I think that one reason why we let a lowering of our standard of living just pass, is because fundamentally we don't believe we deserve any more. Since industry has largely disappeared and the service sector is pretty much all that's left, we compare our non-productive lives with those of doctors and businessmen and celebrities and we question the value of our input. Fundamentally I believe we think 'they are worth more'. Where a miner, or a factory worker could point to their production at the end of the week and weigh it with their pay packet and always say that they earned their wages...and more, in the service society we can't point to the papers we shuffled and call that productive. This is the invisible mind trick that has been pulled on us. And those who are unemployed have even less to point to and so have even the paper-shufflers looking down on them. And even they start to believe that it's their fault. Generally though, it's not.

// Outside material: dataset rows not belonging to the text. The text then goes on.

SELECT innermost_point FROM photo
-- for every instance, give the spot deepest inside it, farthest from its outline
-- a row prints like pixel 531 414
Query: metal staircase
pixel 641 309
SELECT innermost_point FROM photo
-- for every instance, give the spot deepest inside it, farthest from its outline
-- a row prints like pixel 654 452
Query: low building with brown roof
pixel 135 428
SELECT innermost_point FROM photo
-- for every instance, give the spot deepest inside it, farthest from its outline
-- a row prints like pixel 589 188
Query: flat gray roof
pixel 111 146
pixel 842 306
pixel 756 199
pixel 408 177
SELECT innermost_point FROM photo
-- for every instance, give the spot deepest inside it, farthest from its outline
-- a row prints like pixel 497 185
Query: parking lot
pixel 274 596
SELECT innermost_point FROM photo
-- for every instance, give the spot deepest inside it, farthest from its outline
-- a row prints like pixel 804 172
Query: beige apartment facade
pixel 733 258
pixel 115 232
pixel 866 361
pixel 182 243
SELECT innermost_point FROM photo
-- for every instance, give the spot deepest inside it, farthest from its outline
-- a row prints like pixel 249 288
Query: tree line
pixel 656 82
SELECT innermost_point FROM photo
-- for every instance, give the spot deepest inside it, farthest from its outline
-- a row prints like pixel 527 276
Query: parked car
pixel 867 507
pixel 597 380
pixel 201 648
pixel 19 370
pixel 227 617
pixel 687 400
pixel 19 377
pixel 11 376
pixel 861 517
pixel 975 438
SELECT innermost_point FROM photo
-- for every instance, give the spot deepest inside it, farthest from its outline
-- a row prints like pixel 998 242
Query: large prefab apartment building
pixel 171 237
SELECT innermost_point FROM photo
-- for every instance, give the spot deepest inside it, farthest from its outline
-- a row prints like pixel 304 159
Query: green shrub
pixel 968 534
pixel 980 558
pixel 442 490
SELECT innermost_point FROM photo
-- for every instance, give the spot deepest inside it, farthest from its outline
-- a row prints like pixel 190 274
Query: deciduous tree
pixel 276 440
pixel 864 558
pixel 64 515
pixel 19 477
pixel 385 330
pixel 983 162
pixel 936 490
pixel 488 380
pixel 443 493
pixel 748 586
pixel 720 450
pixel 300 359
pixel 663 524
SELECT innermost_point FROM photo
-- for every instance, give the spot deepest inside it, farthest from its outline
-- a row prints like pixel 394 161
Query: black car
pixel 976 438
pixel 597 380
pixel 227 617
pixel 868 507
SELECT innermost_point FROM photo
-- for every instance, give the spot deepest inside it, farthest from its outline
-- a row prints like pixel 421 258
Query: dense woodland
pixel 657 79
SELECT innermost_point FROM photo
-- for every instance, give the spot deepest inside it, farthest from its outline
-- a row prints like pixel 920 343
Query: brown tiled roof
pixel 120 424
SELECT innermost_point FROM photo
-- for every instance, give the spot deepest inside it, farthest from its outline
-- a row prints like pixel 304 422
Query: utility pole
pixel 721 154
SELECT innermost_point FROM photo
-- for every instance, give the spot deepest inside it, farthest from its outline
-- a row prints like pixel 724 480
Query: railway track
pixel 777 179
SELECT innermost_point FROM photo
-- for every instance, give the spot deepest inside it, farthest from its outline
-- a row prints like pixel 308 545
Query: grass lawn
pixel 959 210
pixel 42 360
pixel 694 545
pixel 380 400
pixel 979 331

Angie Scarr, Huelva, Spain

Sustainable what? Impermanence is an absolute truth. As the Buddha said "all composite things decay". We love to draw a ring around something and say "that was sustainable" but of course that statement is always in the past tense. Something "outside" our fantasy system has stopped it being sustainable by the time we point at it and that is because there is nothing outside any system. Everything is interconnected without exception. Even if we had a harmonious human system covering the entire planet an asteroid would soon come along and ruin the party. What people crave is certainty and, because there is none, they give us Trojan horses instead. At least a wooden horse is solid and can be kicked. In reality nobody knows what any of these political horses really contain.

Roger Hyam, Edinburgh

At first we may read these comments as though spoken by a man stood upon his soapbox, but no, they are actually an honest assessment of British politicians. Words that in another land would surely result in the death penalty! My own assessment is as follows: This is supposed to be a democracy, as in rule by the people for the people. But what actually happens is that we are bombarded by so many promises made by the politicians, both the real and the hopeful, and then when they actually do get into office they suddenly change into autocratic bureaucrats, people who by some sudden change in the wind direction forget those who trusted in them. So why is it that a politician is so reluctant to listen to the wishes of the electorate? "They are not capable of deciding for themselves what is in their best interests, so they have appointed me to make those vital decisions on their behalf ... " But, wait, is it not those same poor dumb, stupid, disadvantaged people who were trusted to vote in the first place? If they are so senseless as to need a politician (just another human, after all, like one of the voters really) to make their decisions for them, then why are they trusted to vote in the first place? So you see, for all that it is acclaimed as the 'only way' to rule, the only working, practical political concept, it is broken. The democratic political system is fundamentally flawed. If anyone should doubt this, let him listen to broadcasts of parliamentary proceedings. And what does he hear? Does he hear well-reasoned debate, engaged in by polite altruistic individuals. Does he hear several possible solutions to a problem analysed so carefully, and weighed in the balances? I do know what I have heard, and it is not in any way comforting or reassuring. I will not try to put my reaction into words, as I wish to use respectful language, albeit frank. Do I vote? Why would I? If I did would my vote really make any difference? You do already know the answer to that, but if you have just spent the last few days carefully fashioning a horse, then I would not trust your opinion anyway.

David Thurgood, Bridlington, East Riding of Yorkshire

I fail to see the point here. The battle between socialism and liberalism continues as before, and both arguably have the same old down sides. The trouble is that politicians always present rosy pictures when asking for our votes, but they are never accountable for breaking any actual or presumed promises.